A couple of weeks ago I had lunch with a colleague and friend who was thinking of going back to a previous agenting career. This person had once been an agent and had the reputation of not being able to take rejection well. When he told me what he planned to do, I said I thought that his choice sounded great but that he had to learn to handle the word “no.” His response was that he simply couldn’t deal with a young, inexperienced person on the publishing side of the business turning down one of his clients’ ideas. All, I could think was, “That’s just too bad.”
Over the last many years since I have been an agent, I have been handed rejection many, many times. When I was starting out, I actually took the turn downs personally, but then, after about six months, I realized that people really weren’t rejecting me, they were passing on the proposals I was presenting. And so, I decided to learn what I could from the rejection and move on. It hasn’t always been easy – I am still disappointed when an editor rejects one of my clients’ proposals – but over the years, I really feel that through rejection, I have become a better agent.

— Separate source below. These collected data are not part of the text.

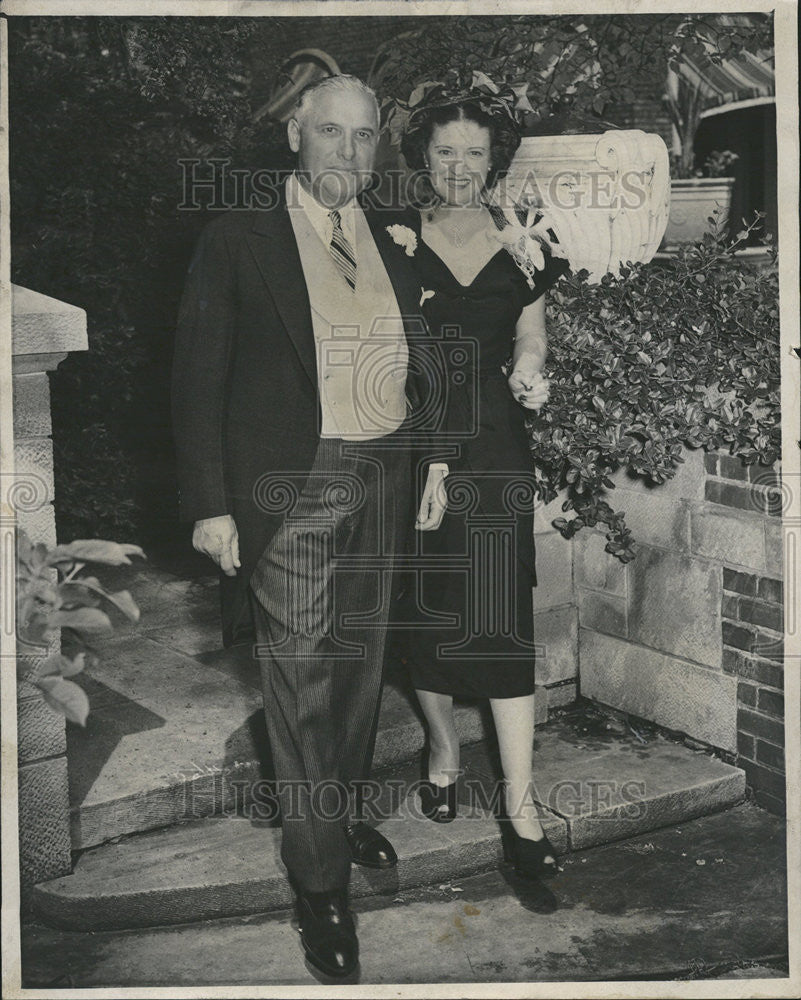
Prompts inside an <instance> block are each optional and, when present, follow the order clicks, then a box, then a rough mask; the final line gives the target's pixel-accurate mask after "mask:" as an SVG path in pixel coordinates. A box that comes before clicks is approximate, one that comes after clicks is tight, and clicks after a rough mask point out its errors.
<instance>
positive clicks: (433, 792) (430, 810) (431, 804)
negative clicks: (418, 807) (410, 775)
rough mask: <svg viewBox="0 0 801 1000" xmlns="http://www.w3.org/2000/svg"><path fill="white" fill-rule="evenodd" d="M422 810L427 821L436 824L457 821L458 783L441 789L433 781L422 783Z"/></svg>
mask: <svg viewBox="0 0 801 1000" xmlns="http://www.w3.org/2000/svg"><path fill="white" fill-rule="evenodd" d="M418 794H419V795H420V809H421V811H422V813H423V815H424V816H425V817H426V818H427V819H431V820H433V821H434V822H435V823H451V822H452V821H453V820H455V819H456V782H455V781H452V782H451V783H450V785H446V786H445V787H444V788H441V787H440V786H439V785H435V784H434V782H433V781H421V782H420V788H419V793H418Z"/></svg>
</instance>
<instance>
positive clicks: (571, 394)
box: [530, 219, 781, 562]
mask: <svg viewBox="0 0 801 1000" xmlns="http://www.w3.org/2000/svg"><path fill="white" fill-rule="evenodd" d="M710 222H711V223H714V222H715V220H714V219H710ZM755 225H757V223H754V224H753V225H752V226H749V227H748V228H746V229H744V230H743V231H742V232H741V233H740V234H739V236H738V238H737V239H736V240H735V241H733V242H732V243H729V244H727V243H726V242H725V241H724V240H723V238H722V237H721V236H720V235H718V234H716V233H715V232H708V233H707V234H705V236H704V239H703V241H702V242H700V243H698V244H697V245H695V246H691V247H686V248H684V249H682V250H681V251H679V253H678V254H677V256H675V257H673V258H671V259H669V260H666V261H664V262H652V263H650V264H635V265H630V266H628V267H624V268H621V271H620V275H619V276H618V277H612V276H611V275H607V276H606V277H604V278H603V280H602V281H601V282H600V283H599V284H595V285H591V284H588V283H587V281H586V273H585V272H582V273H580V274H578V275H574V276H567V277H564V278H563V279H562V280H561V281H560V282H559V283H557V285H556V286H555V287H554V289H553V291H552V293H551V297H550V302H549V306H548V309H549V320H550V325H549V335H550V355H549V360H548V371H547V373H548V375H549V377H550V378H551V380H552V381H551V392H550V399H549V402H548V405H547V406H546V407H544V408H543V410H542V411H541V413H540V414H539V415H538V416H536V417H534V418H533V419H532V420H531V422H530V426H531V447H532V452H533V455H534V459H535V463H536V466H537V478H538V485H539V493H540V497H541V499H542V500H543V501H544V502H546V503H547V502H549V501H551V500H553V499H554V498H555V497H556V496H557V494H558V493H559V491H560V490H563V489H564V490H566V499H565V501H564V505H563V509H564V510H565V511H569V510H573V511H575V516H574V517H573V518H572V519H571V520H569V521H568V520H566V519H564V518H559V519H557V520H556V521H555V522H554V525H555V526H556V527H557V528H559V530H560V531H561V532H562V534H563V535H564V536H565V537H567V538H570V537H572V536H573V535H574V534H575V533H576V532H577V531H578V530H579V529H580V528H581V527H583V526H584V525H588V526H590V527H593V526H595V525H596V524H599V523H600V524H604V525H606V526H607V527H608V529H609V530H608V533H607V540H608V541H607V546H606V548H607V551H609V552H611V553H613V554H614V555H615V556H617V557H618V558H620V559H621V560H622V561H623V562H628V561H629V560H631V559H632V558H634V549H633V539H632V537H631V532H630V531H629V529H628V528H627V527H626V524H625V514H624V513H623V512H620V511H614V510H613V509H612V507H611V506H610V504H609V502H607V499H606V497H607V491H609V490H611V489H613V488H614V483H613V482H612V480H611V478H610V476H611V474H612V473H613V472H615V471H616V470H617V469H620V468H626V469H628V470H630V471H631V472H633V473H635V474H636V475H638V476H641V477H643V478H645V479H647V480H649V481H650V482H652V483H663V482H665V481H666V480H667V479H671V478H672V477H673V476H674V475H675V471H676V467H677V464H678V463H680V462H682V461H683V459H682V450H683V449H684V448H685V447H691V448H704V449H706V450H711V449H714V448H724V447H726V448H728V449H729V451H730V452H731V453H732V454H737V455H739V456H740V457H741V458H742V460H743V461H744V462H745V463H746V464H753V463H755V462H761V463H763V464H765V465H772V464H773V463H774V462H775V461H776V460H777V459H778V457H779V453H780V446H781V413H780V356H779V302H778V273H777V267H776V255H775V252H774V251H771V254H770V263H769V266H767V267H766V268H764V269H756V268H754V267H753V266H750V265H749V264H748V263H746V262H745V261H744V260H743V259H741V258H738V257H737V256H736V254H735V252H734V251H735V250H736V249H737V247H738V246H741V245H742V244H743V243H744V242H745V240H746V239H747V237H748V235H749V233H750V232H751V230H752V229H753V228H754V226H755Z"/></svg>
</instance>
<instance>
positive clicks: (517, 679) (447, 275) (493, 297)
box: [406, 226, 566, 698]
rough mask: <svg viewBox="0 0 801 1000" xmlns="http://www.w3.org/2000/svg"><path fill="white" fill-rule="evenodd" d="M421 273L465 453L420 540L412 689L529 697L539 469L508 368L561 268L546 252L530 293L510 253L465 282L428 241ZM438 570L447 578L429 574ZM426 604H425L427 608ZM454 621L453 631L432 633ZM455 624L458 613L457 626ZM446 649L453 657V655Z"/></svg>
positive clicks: (535, 276) (410, 645) (559, 264)
mask: <svg viewBox="0 0 801 1000" xmlns="http://www.w3.org/2000/svg"><path fill="white" fill-rule="evenodd" d="M417 232H418V246H417V250H416V252H415V254H414V261H415V265H416V267H417V270H418V274H419V277H420V284H421V286H422V287H423V289H425V290H427V291H429V292H431V291H433V292H434V295H433V296H428V297H427V298H426V299H425V302H424V303H423V312H424V314H425V317H426V320H427V322H428V325H429V328H430V330H431V333H432V335H433V336H434V337H435V338H442V341H441V343H442V344H443V356H444V358H445V361H446V365H447V370H448V396H447V404H446V427H447V431H448V434H447V439H448V442H449V443H450V442H453V443H455V444H456V446H457V447H458V456H457V457H455V458H449V459H448V465H449V469H450V474H449V476H448V478H447V480H446V485H447V492H448V511H447V512H446V514H445V516H444V518H443V521H442V524H441V525H440V527H439V528H438V529H437V530H436V531H429V532H417V533H416V535H417V545H418V552H419V553H420V554H421V555H423V556H430V557H432V558H431V559H430V560H427V561H426V564H425V568H424V569H423V570H422V572H421V573H419V574H418V583H417V585H416V589H417V594H416V597H415V600H414V601H413V603H414V605H415V610H414V612H413V620H416V622H417V627H416V628H414V629H412V630H410V631H409V632H408V641H407V643H406V660H407V663H408V665H409V669H410V671H411V676H412V681H413V683H414V686H415V687H416V688H418V689H421V690H426V691H435V692H439V693H442V694H452V695H461V696H467V697H488V698H514V697H520V696H522V695H529V694H532V693H533V691H534V645H533V643H534V636H533V609H532V597H531V588H532V587H533V586H535V584H536V577H535V571H534V536H533V519H534V515H533V507H534V496H533V489H532V485H533V464H532V459H531V452H530V449H529V445H528V436H527V433H526V428H525V419H526V416H527V415H529V414H530V412H531V411H528V410H526V409H525V408H524V407H523V406H521V405H520V403H518V402H517V400H515V399H514V398H513V396H512V393H511V391H510V389H509V386H508V383H507V376H506V374H504V372H503V370H502V366H503V365H504V363H505V362H506V361H507V360H508V359H509V358H510V357H511V355H512V349H513V341H514V335H515V326H516V324H517V321H518V319H519V317H520V313H521V312H522V310H523V309H524V307H525V306H527V305H529V304H530V303H531V302H533V301H535V299H537V298H539V297H540V296H541V295H542V294H543V293H544V292H545V290H546V289H547V288H548V287H549V286H550V285H551V284H553V282H554V281H555V280H556V279H557V278H558V277H559V275H560V274H561V273H562V272H563V271H564V270H565V268H566V265H565V263H564V262H563V261H561V260H557V259H554V258H550V257H548V256H547V255H546V267H545V270H543V271H540V272H537V274H536V276H535V284H534V288H529V286H528V283H527V282H526V278H525V276H524V275H523V273H522V271H521V270H520V269H519V267H518V266H517V265H516V264H515V262H514V260H513V259H512V257H511V255H510V254H509V252H508V251H507V250H505V249H504V248H503V247H500V249H499V250H498V253H496V254H495V256H494V257H492V258H491V259H490V260H489V261H488V262H487V264H486V265H485V266H484V267H483V268H482V269H481V271H480V272H479V273H478V274H477V275H476V276H475V278H474V279H473V281H472V282H471V284H470V285H467V286H465V285H461V284H460V283H459V282H458V281H457V280H456V278H455V277H454V276H453V274H452V273H451V271H450V270H449V268H448V267H447V266H446V265H445V263H444V262H443V261H442V260H441V258H440V257H439V256H438V255H437V254H436V253H435V252H434V251H433V250H432V249H431V248H430V247H429V246H428V245H427V244H426V243H425V242H424V241H423V240H422V238H421V237H420V230H419V226H418V228H417ZM431 562H434V563H435V564H436V563H441V565H442V569H439V568H436V569H431V568H430V565H431ZM421 605H422V607H421ZM441 614H445V615H450V616H451V621H454V620H455V621H456V622H457V624H441V625H436V624H435V626H434V627H433V628H432V625H431V622H432V618H436V616H437V615H441ZM453 616H457V617H456V618H455V619H454V618H453ZM449 647H451V648H449Z"/></svg>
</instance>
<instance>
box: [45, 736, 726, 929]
mask: <svg viewBox="0 0 801 1000" xmlns="http://www.w3.org/2000/svg"><path fill="white" fill-rule="evenodd" d="M534 759H535V772H534V777H535V787H536V790H537V794H538V798H539V800H540V801H541V803H544V804H542V805H541V807H540V817H541V819H542V822H543V825H544V826H545V829H546V831H547V833H548V836H549V838H550V839H551V841H552V842H553V844H554V847H555V848H556V850H557V852H558V853H559V854H560V856H561V857H562V859H563V863H564V866H565V869H566V870H567V867H568V866H569V865H570V863H571V861H572V859H571V858H570V856H569V855H568V856H567V857H565V852H566V850H567V848H568V846H571V847H572V849H579V848H584V847H588V846H590V845H594V844H599V843H606V842H609V841H612V840H617V839H620V838H625V837H631V836H635V835H637V834H640V833H643V832H646V831H650V830H654V829H656V828H657V827H661V826H664V825H666V824H672V823H675V822H679V821H681V822H683V821H684V820H686V819H690V818H692V817H694V816H698V815H701V814H703V813H707V812H712V811H716V810H718V809H721V808H723V807H725V806H727V805H732V804H734V803H735V802H738V801H739V800H740V799H742V797H743V794H744V787H745V778H744V775H743V773H742V771H740V770H738V769H737V768H733V767H730V766H729V765H726V764H723V763H722V762H721V761H719V760H716V759H715V758H713V757H710V756H708V755H707V754H705V753H694V752H693V751H691V750H689V749H687V748H686V747H683V746H681V745H679V744H675V743H670V742H669V741H667V740H665V739H663V738H662V737H658V736H657V737H654V738H653V739H651V740H650V741H649V743H648V745H646V746H643V745H642V744H641V743H640V742H639V741H636V742H635V739H634V737H633V736H630V735H629V736H624V737H622V738H621V737H620V736H618V735H615V734H610V733H608V732H604V733H603V734H601V733H598V732H592V733H589V734H586V735H585V734H584V733H583V732H582V730H581V729H580V723H576V722H575V721H574V722H572V723H571V722H559V723H557V724H549V725H548V727H546V729H545V730H544V731H543V732H541V733H538V734H537V737H536V743H535V757H534ZM466 766H467V767H468V769H469V771H470V775H471V781H472V780H474V779H475V777H476V776H477V775H478V773H479V769H480V768H481V767H482V766H483V765H482V764H481V760H480V759H477V760H476V761H475V762H474V764H473V765H470V764H469V763H467V764H466ZM417 774H418V771H417V769H416V768H415V767H414V766H413V765H408V766H407V767H406V768H405V769H403V771H402V772H399V773H398V774H397V775H395V774H393V778H397V779H398V782H397V784H396V785H395V787H396V788H397V789H398V791H397V792H396V793H395V794H396V795H398V796H399V798H398V801H396V802H395V803H394V804H393V805H392V806H391V807H390V808H389V809H388V810H387V815H388V818H386V819H384V820H383V821H382V822H381V823H380V824H379V828H380V829H381V830H382V832H384V833H385V834H386V835H387V836H388V837H389V839H390V841H391V842H392V843H393V844H394V845H395V847H396V849H397V851H398V855H399V859H400V861H399V865H398V867H397V868H396V869H394V870H389V871H383V872H381V871H379V872H375V871H370V870H366V869H360V868H357V867H355V866H354V868H353V870H352V871H353V875H352V880H351V894H352V895H353V896H354V897H364V896H370V895H375V894H379V893H384V894H387V893H391V894H392V895H395V894H397V893H398V892H401V891H403V890H406V889H409V888H413V887H416V886H422V885H430V884H434V885H436V884H437V882H440V881H448V882H451V881H453V880H454V879H458V878H460V877H463V876H465V875H467V874H470V873H474V872H477V871H482V870H487V869H489V868H493V867H495V866H496V865H497V864H498V862H499V861H500V858H501V851H500V837H499V829H498V825H497V823H496V821H495V820H494V819H493V818H492V816H491V815H490V810H489V808H488V806H487V804H486V803H483V802H482V801H481V800H478V799H477V797H476V796H474V795H472V794H467V792H468V789H467V787H466V784H467V783H466V782H464V783H463V784H462V785H461V786H460V788H461V790H460V807H459V810H460V815H459V817H458V819H457V820H456V821H455V822H454V823H449V824H434V823H430V822H429V821H428V820H426V819H424V818H422V817H421V816H420V813H419V810H418V808H417V805H416V799H414V798H413V797H412V794H413V793H412V786H413V784H414V783H415V782H416V779H417ZM490 780H491V779H490ZM568 785H573V786H576V787H577V791H575V790H574V791H575V794H567V795H566V794H565V788H566V787H567V786H568ZM611 786H614V787H613V789H612V790H611V791H610V787H611ZM623 786H625V787H626V788H627V789H628V791H629V792H631V793H632V794H628V795H624V794H621V789H622V788H623ZM635 786H636V787H635ZM482 787H483V789H484V792H485V793H487V792H491V791H492V788H493V787H494V786H493V785H487V784H484V783H482ZM384 788H385V789H387V788H388V783H387V784H385V785H384ZM598 789H600V790H601V793H602V794H597V791H598ZM638 789H639V794H637V790H638ZM568 792H570V789H568ZM385 794H388V792H385ZM383 801H385V802H386V801H389V802H392V799H391V798H389V799H384V800H383ZM486 801H487V802H489V799H487V800H486ZM549 802H550V804H551V806H553V807H554V808H553V809H551V808H550V806H549V805H547V803H549ZM632 802H633V803H634V805H635V807H636V808H635V813H636V814H635V815H628V812H629V809H630V805H631V803H632ZM568 835H569V837H570V841H569V842H568ZM34 897H35V898H34V902H35V906H36V910H37V912H38V914H39V916H40V917H42V918H43V919H45V920H47V921H48V922H52V923H55V924H57V925H59V926H64V927H68V928H69V929H70V930H72V931H74V930H76V929H80V928H87V929H109V928H114V927H140V926H152V925H159V924H171V923H183V922H187V921H196V920H202V919H214V918H219V917H225V916H232V915H236V914H249V913H262V912H265V911H269V910H274V909H282V908H284V907H288V906H290V905H291V903H292V898H291V894H290V890H289V885H288V883H287V879H286V875H285V872H284V868H283V866H282V864H281V862H280V840H279V830H278V829H276V828H275V827H273V826H272V825H270V824H268V823H267V822H265V821H257V820H250V819H248V818H246V817H242V816H238V817H216V818H213V819H206V820H200V821H197V822H194V823H188V824H184V825H182V826H177V827H173V828H171V829H165V830H157V831H152V832H150V833H147V834H143V835H139V836H136V837H131V838H128V839H126V840H123V841H121V842H119V843H116V844H107V845H104V846H102V847H99V848H96V849H93V850H90V851H87V852H85V853H84V854H83V855H82V856H81V857H80V859H79V860H78V862H77V864H76V867H75V871H74V873H73V874H72V875H70V876H67V877H64V878H60V879H57V880H54V881H52V882H49V883H47V884H43V885H39V886H37V887H36V889H35V893H34Z"/></svg>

Looking for material on how to handle rejection, I happened upon this blog post. There is, indeed, much here that is instructive not only to those of us who represent writers but also for authors who must steel themselves to handle rejection, for editors who want to buy a project but are turned down by their bosses and colleagues, for publishers who are rejected by accounts and consumers when they go to sell their books, and on and on and on.
I really believe that if we try to benefit from being turned down, and learn from it, we can more easily move forward. And perhaps using what we have learned from a previous rejection will enable us to experience success with the next project we set out to sell or get published.
I would love to hear what your experience has been dealing with “no” and whether you agree or disagree with my take on this.